SCOTTSDALE, Ariz., July 31 /PRNewswire-FirstCall/ -- ImmuneRegen BioSciences, Inc., a wholly owned subsidiary of IR BioSciences Holdings, Inc. , will partner with Singapore's Defense Medical & Environmental Research Institute, DSO National Laboratories, to launch a Pilot Study on Acute Melioidosis. The study will investigate the therapeutic effects of ImmuneRegen's proprietary compound Viprovex(TM) on acute melioidosis. This murine model study will run from October 2006 to May 2007. The company hopes that study results will lead to further infectious disease studies with DSO.
Melioidosis, also called Whitmore's disease, is an infectious disease caused by the bacterium Burkholderia pseudomallei, which is endemic to Southeast Asia. Burkholderia pseudomallei along with the related agent Burkholderia mallei, the causative agent of glanders, can be transmitted from animals to man as well as from person to person. Mortality rate for Melioidosis varies and is as high as 90% particularly when the bacteria is aerosolized. The Centers for Disease Control and Prevention (CDC) considers both as potential agents for biological warfare and biological terrorism.
The bacteria causing melioidosis can be found in contaminated water and soil and is spread to humans and animals through direct contact with the contaminated source. There is currently no vaccine for either melioidosis or glanders.
Melioidosis is quite common in Southeast Asia, with the greatest concentration of cases reported in Vietnam, Cambodia, Laos, Thailand, Malaysia, Myanmar (Burma), and northern Australia. Additionally, it is seen in the South Pacific, Africa, India, and the Middle East.
Viprovex is the trade name used in referring to formulations of Homspera for potential indications for treatment of maladies caused by exposure to various chemical and biological agents. Homspera is a generic name used by the Company to describe the synthetic peptide Sar9, Met (O2)11-Substance P. Sar9, Met (O2)11-Substance P is an analog of the naturally occurring human neuropeptide Substance P, which can be found throughout the body, including in the airways of humans and many other species. All of the Company's research and development efforts are early, pre-clinical stage and both Homspera and Viprovex have only undergone exploratory studies to evaluate their biological activity in small animals.
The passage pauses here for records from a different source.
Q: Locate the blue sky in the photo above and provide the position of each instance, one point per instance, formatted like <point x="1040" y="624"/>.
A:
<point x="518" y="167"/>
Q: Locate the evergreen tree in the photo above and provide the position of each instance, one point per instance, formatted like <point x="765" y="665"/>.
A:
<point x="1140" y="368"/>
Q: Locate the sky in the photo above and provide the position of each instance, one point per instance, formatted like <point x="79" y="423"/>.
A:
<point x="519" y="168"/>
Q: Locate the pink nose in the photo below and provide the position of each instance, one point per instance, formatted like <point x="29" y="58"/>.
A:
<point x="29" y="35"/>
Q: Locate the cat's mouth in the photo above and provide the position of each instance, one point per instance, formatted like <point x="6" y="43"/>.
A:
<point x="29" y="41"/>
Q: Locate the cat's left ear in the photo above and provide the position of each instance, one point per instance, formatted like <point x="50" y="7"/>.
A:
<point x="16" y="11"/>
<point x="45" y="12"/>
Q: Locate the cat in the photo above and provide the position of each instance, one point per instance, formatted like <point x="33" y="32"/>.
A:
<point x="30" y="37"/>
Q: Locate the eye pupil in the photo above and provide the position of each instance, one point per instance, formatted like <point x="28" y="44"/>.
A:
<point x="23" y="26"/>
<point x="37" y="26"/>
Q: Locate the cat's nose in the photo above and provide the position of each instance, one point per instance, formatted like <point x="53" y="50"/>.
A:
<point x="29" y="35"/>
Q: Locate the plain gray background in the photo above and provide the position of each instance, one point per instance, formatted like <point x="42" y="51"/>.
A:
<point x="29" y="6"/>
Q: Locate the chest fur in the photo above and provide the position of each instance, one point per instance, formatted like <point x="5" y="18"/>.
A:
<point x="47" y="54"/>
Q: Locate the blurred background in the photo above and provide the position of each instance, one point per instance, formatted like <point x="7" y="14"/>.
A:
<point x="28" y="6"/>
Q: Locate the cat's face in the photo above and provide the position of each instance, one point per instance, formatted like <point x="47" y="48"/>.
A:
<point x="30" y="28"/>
About ImmuneRegen BioSciences, Inc.
IR BioSciences Holdings Inc., through its wholly owned subsidiary ImmuneRegen BioSciences, Inc., is a development stage biotechnology company focused on the research and development of Homspera(TM) and its derivatives Radilex(TM) and Viprovex(TM), which are designed to be used as countermeasures for multiple homeland security bioterrorism threats. Homspera is derived from modified Substance P, a naturally occurring peptide immunomodulator and homeostatic compound with the dual effect of improving pulmonary function and the stimulation of the human immune system. For more information, please visit the company's website at http://www.immuneregen.com/ .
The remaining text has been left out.